千葉県野田市で1月に起きた小4女児虐待死事件で、女児ら家族が2017年夏まで住んだ沖縄県糸満市の対応を巡る検証の中間報告が28日にあった。市が当時調査中だった父親=傷害致死罪などで起訴=による女児虐待の疑いも、転居先の野田市に申し送る必要性があったなどと指摘した。

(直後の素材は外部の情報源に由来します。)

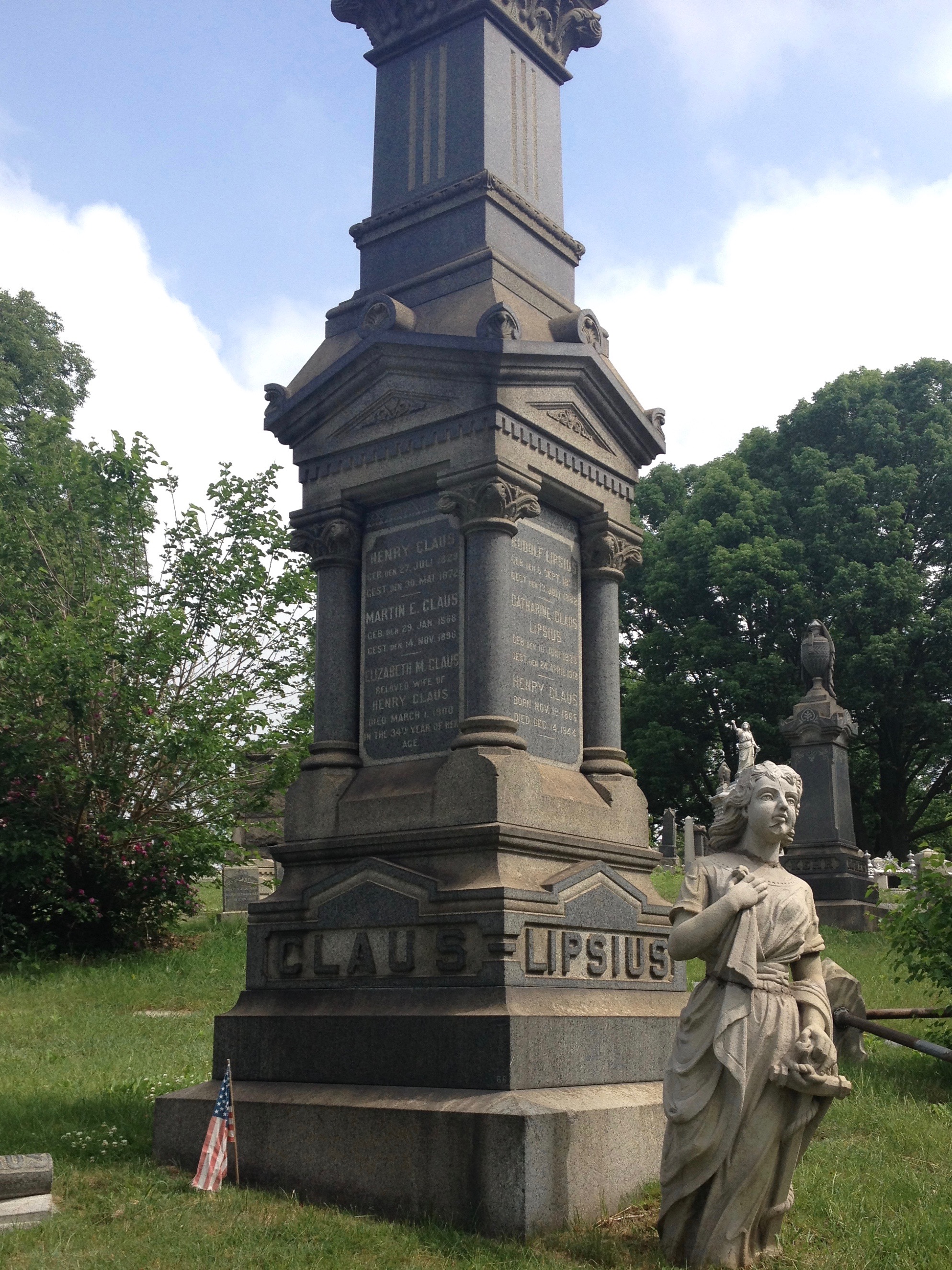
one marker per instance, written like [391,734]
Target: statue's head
[766,798]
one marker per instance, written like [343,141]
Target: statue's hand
[746,891]
[816,1049]
[812,1067]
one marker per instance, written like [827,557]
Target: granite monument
[460,998]
[826,852]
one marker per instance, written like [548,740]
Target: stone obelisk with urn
[460,1000]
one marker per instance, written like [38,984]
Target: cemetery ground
[81,1062]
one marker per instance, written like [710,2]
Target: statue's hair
[732,817]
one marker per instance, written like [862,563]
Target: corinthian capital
[556,26]
[329,543]
[607,554]
[489,505]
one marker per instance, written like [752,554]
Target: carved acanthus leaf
[607,556]
[494,503]
[557,26]
[334,543]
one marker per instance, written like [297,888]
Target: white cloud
[816,283]
[159,370]
[933,73]
[726,47]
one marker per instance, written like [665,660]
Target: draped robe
[734,1137]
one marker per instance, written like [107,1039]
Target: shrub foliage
[137,662]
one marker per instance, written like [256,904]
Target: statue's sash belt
[767,982]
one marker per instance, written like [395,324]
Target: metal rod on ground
[843,1019]
[910,1014]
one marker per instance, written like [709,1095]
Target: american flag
[214,1161]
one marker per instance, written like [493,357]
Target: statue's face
[772,811]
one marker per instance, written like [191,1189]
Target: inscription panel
[412,636]
[321,957]
[545,630]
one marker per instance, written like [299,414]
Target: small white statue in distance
[748,748]
[754,1067]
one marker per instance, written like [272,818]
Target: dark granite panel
[545,618]
[445,1052]
[412,632]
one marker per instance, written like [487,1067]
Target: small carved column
[606,554]
[489,509]
[334,546]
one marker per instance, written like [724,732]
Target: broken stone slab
[26,1175]
[26,1211]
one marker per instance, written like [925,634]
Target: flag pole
[234,1125]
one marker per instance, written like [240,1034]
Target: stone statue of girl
[748,748]
[754,1067]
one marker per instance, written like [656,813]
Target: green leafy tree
[137,663]
[919,935]
[845,513]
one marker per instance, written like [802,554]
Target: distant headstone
[669,835]
[690,850]
[26,1191]
[245,884]
[826,852]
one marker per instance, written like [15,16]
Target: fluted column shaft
[605,556]
[334,546]
[489,509]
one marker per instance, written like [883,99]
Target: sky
[765,188]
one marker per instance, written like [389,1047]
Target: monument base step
[848,915]
[510,1164]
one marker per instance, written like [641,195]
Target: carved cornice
[489,505]
[480,183]
[819,719]
[336,543]
[607,556]
[557,27]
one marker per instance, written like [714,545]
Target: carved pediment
[568,416]
[389,408]
[556,26]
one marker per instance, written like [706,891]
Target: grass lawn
[79,1058]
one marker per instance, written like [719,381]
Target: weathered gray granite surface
[466,899]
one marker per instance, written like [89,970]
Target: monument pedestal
[460,998]
[510,1164]
[824,851]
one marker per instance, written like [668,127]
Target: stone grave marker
[466,901]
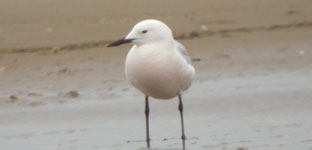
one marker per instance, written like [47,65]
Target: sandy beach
[252,91]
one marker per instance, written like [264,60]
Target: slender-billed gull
[157,65]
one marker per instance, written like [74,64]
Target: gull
[157,65]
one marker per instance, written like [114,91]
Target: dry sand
[252,91]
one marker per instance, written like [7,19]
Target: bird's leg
[182,122]
[147,121]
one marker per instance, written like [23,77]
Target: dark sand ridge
[252,90]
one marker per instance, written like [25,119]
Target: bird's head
[146,31]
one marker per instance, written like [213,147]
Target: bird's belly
[157,78]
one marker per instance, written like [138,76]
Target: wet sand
[252,90]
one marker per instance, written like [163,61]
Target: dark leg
[182,122]
[147,121]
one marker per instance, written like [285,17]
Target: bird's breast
[155,72]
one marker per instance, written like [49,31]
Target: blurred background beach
[61,88]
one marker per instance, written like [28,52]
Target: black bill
[119,42]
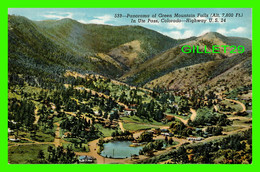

 検証に当たる糸満市要保護児童対策地域協議会の島袋裕美会長(沖縄女子短大非常勤講師)が、上原昭市長に報告した。市は一家周辺からの相談で把握していた夫婦間のドメスティックバイオレンス(DV)を野田市に伝えていたが、虐待疑いは「事実確認ができなかった」と見送った。

 非公開の報告後、島袋会長は取材に対し、当時の市側の動きを(1)DVや虐待に対する意識が薄い(2)組織的対応や横断的連携が弱い(3)女児自身に状況を聞けていない-と課題を挙げ「誰の判断で対応を決めたのか責任の所在が見えにくい」と語った。要対協は2月から検証を始めた。島袋会長は最終報告の時期について「年度を越えてはいけない」と、遅くとも来年3月までにまとめる考えを示した。